In [5]:
# Install: pip install transformers torch pillow

import torch
from transformers import pipeline, BlipProcessor, BlipForConditionalGeneration, CLIPModel, CLIPProcessor
from PIL import Image

# Load models
print("Loading models...")
caption_processor = BlipProcessor.from_pretrained("Salesforce/blip-image-captioning-base")
caption_model = BlipForConditionalGeneration.from_pretrained("Salesforce/blip-image-captioning-base")

clip_model = CLIPModel.from_pretrained("openai/clip-vit-base-patch32")
clip_processor = CLIPProcessor.from_pretrained("openai/clip-vit-base-patch32")

text_classifier = pipeline("zero-shot-classification", model="facebook/bart-large-mnli")

print("✅ Models loaded!")

# Your inputs
image_path = r"C:\Users\AbdulRahman\Desktop\tst1.jpg"
user_text = "Amazing romantic dinner! #restaurant #romantic #datenight"

print(f"📸 Image: {image_path}")
print(f"💬 User text: {user_text}")

Loading models...
✅ Models loaded!
📸 Image: C:\Users\AbdulRahman\Desktop\tst1.jpg
💬 User text: Amazing romantic dinner! #restaurant #romantic #datenight


In [6]:
# Load and analyze image
image = Image.open(image_path).convert('RGB')

# Step 1: Get image description using BLIP
print("🔍 STEP 1: Image Description")
print("-" * 40)

inputs = caption_processor(image, return_tensors="pt")
out = caption_model.generate(**inputs, max_length=50)
image_description = caption_processor.decode(out[0], skip_special_tokens=True)

print(f"🤖 AI sees in image: '{image_description}'")

# Step 2: Visual classification using CLIP
print(f"\n🔍 STEP 2: Visual Classification Scores")
print("-" * 40)

# Define visual labels
visual_labels = [
    "a restaurant with dining tables",
    "a coffee shop or cafe", 
    "a bar with drinks",
    "a fitness gym with equipment",
    "a spa or beauty salon",
    "a retail store with products",
    "romantic atmosphere with candles",
    "family place with kids",
    "trendy modern design",
    "casual comfortable setting",
    "upscale elegant venue"
]

visual_results = {}

for label in visual_labels:
    # Use CLIP to score image against each visual description
    inputs = clip_processor(
        text=[label, "something completely different"],
        images=[image, image],
        return_tensors="pt",
        padding=True
    )
    
    with torch.no_grad():
        outputs = clip_model(**inputs)
        probs = outputs.logits_per_image.softmax(dim=-1)
        score = probs[0, 0].item()  # Score for the positive label
    
    # Clean label name
    clean_name = label.replace("a ", "").replace(" with", "").split()[0].title()
    if "romantic" in label:
        clean_name = "Romantic"
    elif "family" in label:
        clean_name = "Family"
    elif "trendy" in label:
        clean_name = "Trendy"
    elif "casual" in label:
        clean_name = "Casual"
    elif "upscale" in label:
        clean_name = "Upscale"
    
    visual_results[clean_name] = round(score, 3)
    print(f"   {clean_name}: {score:.3f}")
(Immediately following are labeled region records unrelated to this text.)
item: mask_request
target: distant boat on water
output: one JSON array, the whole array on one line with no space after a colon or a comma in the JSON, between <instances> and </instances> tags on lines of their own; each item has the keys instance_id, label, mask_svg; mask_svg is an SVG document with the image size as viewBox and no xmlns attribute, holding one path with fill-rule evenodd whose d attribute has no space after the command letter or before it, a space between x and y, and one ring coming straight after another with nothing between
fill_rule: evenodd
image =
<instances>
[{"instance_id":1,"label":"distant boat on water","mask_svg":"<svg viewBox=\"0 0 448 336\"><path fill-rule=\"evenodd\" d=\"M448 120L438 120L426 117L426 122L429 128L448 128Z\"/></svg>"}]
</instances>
print(f"\n📊 VISUAL SCORES SUMMARY:")
sorted_visual = sorted(visual_results.items(), key=lambda x: x[1], reverse=True)
for name, score in sorted_visual[:5]:
    print(f"   🏆 {name}: {score}")

🔍 STEP 1: Image Description
----------------------------------------
🤖 AI sees in image: 'romantic couple in restaurant'

🔍 STEP 2: Visual Classification Scores
----------------------------------------
   Restaurant: 0.964
   Coffee: 0.907
   Bar: 0.966
   Fitness: 0.043
   Spor: 0.718
   Retail: 0.108
   Romantic: 1.000
   Family: 0.264
   Trendy: 0.619
   Casual: 0.890
   Upscale: 0.990

📊 VISUAL SCORES SUMMARY:
   🏆 Romantic: 1.0
   🏆 Upscale: 0.99
   🏆 Bar: 0.966
   🏆 Restaurant: 0.964
   🏆 Coffee: 0.907


In [7]:
print(f"\n🔍 STEP 3: Text Classification Scores")
print("-" * 40)

# Define text labels for classification
text_labels = [
    "restaurant serving food and meals",
    "coffee shop or cafe establishment", 
    "bar serving alcoholic drinks",
    "fitness center or gym facility",
    "spa or beauty salon services",
    "retail store selling products",
    "romantic atmosphere for couples",
    "family-friendly place for children",
    "trendy modern stylish venue",
    "casual relaxed informal setting",
    "upscale elegant expensive establishment"
]

text_results = {}

# Classify user text against each label
for label in text_labels:
    result = text_classifier(user_text, [label, "unrelated content"])
    
    # Get score for our target label
    if result['labels'][0] == label:
        score = result['scores'][0]
    else:
        score = result['scores'][1] if len(result['scores']) > 1 else 0.0
    
    # Clean label name
    clean_name = label.split()[0].title()
    if "romantic" in label:
        clean_name = "Romantic"
    elif "family" in label:
        clean_name = "Family"
    elif "trendy" in label:
        clean_name = "Trendy"
    elif "casual" in label:
        clean_name = "Casual"
    elif "upscale" in label:
        clean_name = "Upscale"
    
    text_results[clean_name] = round(score, 3)
    print(f"   {clean_name}: {score:.3f}")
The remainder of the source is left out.